Schumann, Robert - Sinfonien Nr. 2 & 4

Überraschender Schumann


Label/Verlag: BIS Records
Detailinformationen zum besprochenen Titel


Das Schwedish Chamber Orchestra unter Leitung von Thomas Dausgaard überrascht mit einer nuancenreichen und spannenden Einspielung von Schumanns Sinfonien Nr. 2 und 4.

Obgleich Robert Schumanns Sinfonien zum festen Repertoire orchestralen Schaffens aus dem 19. Jahrhundert gehören und dementsprechend oft auf Tonträgern zu finden sind, lassen sich die wirklich guten Interpretationen fast an einer Hand abzählen.
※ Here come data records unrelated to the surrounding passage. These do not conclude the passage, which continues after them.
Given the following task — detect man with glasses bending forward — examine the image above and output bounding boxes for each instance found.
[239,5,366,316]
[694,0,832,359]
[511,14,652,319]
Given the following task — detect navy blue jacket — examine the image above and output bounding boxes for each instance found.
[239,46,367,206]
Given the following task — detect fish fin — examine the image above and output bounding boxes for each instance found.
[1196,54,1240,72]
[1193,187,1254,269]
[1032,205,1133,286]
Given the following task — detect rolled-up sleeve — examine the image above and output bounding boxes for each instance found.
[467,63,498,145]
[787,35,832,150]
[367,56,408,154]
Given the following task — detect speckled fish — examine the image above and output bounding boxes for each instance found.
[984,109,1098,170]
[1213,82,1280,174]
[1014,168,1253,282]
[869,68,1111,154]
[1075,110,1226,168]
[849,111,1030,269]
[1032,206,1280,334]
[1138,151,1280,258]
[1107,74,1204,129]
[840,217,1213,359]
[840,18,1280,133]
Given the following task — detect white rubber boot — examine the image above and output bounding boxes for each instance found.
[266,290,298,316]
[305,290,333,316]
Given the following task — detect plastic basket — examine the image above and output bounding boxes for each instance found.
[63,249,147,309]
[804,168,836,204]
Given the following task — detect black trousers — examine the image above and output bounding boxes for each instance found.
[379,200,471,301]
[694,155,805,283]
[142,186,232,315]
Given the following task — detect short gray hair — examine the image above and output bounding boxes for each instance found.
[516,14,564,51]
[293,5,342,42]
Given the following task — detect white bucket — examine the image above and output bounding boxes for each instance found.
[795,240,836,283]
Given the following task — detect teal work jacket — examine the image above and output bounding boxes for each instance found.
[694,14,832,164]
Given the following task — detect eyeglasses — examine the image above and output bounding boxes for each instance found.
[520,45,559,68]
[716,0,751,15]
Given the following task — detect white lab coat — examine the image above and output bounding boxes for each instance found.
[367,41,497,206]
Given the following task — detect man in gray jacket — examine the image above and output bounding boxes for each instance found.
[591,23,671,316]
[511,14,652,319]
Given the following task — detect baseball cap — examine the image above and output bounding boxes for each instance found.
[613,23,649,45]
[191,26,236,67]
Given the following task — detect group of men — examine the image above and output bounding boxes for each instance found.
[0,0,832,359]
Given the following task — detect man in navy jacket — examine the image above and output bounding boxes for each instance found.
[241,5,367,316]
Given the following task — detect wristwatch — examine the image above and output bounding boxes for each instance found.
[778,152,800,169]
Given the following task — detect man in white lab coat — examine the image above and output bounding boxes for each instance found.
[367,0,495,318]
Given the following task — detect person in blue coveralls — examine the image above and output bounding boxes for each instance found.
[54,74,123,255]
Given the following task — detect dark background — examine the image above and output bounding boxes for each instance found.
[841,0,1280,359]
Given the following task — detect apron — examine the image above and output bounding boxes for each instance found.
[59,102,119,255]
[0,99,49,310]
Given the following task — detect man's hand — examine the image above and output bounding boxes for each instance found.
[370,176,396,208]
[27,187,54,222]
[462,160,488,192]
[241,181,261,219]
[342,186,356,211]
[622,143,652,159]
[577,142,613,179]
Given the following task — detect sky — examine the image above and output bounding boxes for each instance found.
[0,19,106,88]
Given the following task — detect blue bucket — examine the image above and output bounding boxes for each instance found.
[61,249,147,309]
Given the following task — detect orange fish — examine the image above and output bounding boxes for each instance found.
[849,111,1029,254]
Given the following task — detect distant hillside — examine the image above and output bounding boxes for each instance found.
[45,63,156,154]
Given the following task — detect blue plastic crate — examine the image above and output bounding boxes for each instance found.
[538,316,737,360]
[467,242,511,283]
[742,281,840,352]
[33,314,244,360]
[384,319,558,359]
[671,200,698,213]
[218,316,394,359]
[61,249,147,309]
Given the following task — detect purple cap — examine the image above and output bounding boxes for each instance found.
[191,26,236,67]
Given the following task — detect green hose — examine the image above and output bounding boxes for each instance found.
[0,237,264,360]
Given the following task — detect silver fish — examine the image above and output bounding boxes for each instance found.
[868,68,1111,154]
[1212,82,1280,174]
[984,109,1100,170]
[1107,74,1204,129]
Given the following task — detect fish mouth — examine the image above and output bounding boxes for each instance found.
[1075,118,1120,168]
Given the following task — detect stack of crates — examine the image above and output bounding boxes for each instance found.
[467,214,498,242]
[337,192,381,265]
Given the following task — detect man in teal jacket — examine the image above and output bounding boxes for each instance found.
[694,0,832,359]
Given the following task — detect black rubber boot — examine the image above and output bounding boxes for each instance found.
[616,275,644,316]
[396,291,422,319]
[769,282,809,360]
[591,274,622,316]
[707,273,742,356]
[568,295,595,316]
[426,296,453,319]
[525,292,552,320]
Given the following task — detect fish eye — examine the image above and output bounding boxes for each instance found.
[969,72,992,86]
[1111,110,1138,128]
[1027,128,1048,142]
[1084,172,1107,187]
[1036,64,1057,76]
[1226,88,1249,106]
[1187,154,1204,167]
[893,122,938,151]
Auch heute noch dient die lange Zeit über kolportierte Ansicht, Schumanns Schwächen in der Instrumentationskunst führten bei der Werkwiedergabe zu Problemen innerhalb der Balance der Orchesterinstrumente, als Argument für inakzeptable Einspielungen. Dies ist umso bedauerlicher, als Experten der historisch-orientierten Aufführungspraxis wie Roy Goodman und John Elliott Gardiner längst gezeigt haben, dass es sich dabei um ein Klischee handelt, das sich beim richtigen Musizieren förmlich in Luft auflöst. Die vom schwedischen Label BIS auf SACD veröffentlichte Einspielung der Sinfonien Nr. 2 C-Dur op. 61 und Nr. 4 d-Moll op. 120 mit dem Swedish Chamber Orchestra unter Leitung von Thomas Dausgaard ist ein ideales Beispiel für eine gelungene Synthese zwischen solchen Erkenntnissen und dem Musizieren auf heutigen Instrumenten, denn der transparente Klang des auf ein Minimum von Musikern beschränkten, perfekt aufeinander eingespielten Ensembles zeigt, dass man sich nicht von falschen Vorstellung einer in Klangsoße getauchten Romantik irritieren lässt.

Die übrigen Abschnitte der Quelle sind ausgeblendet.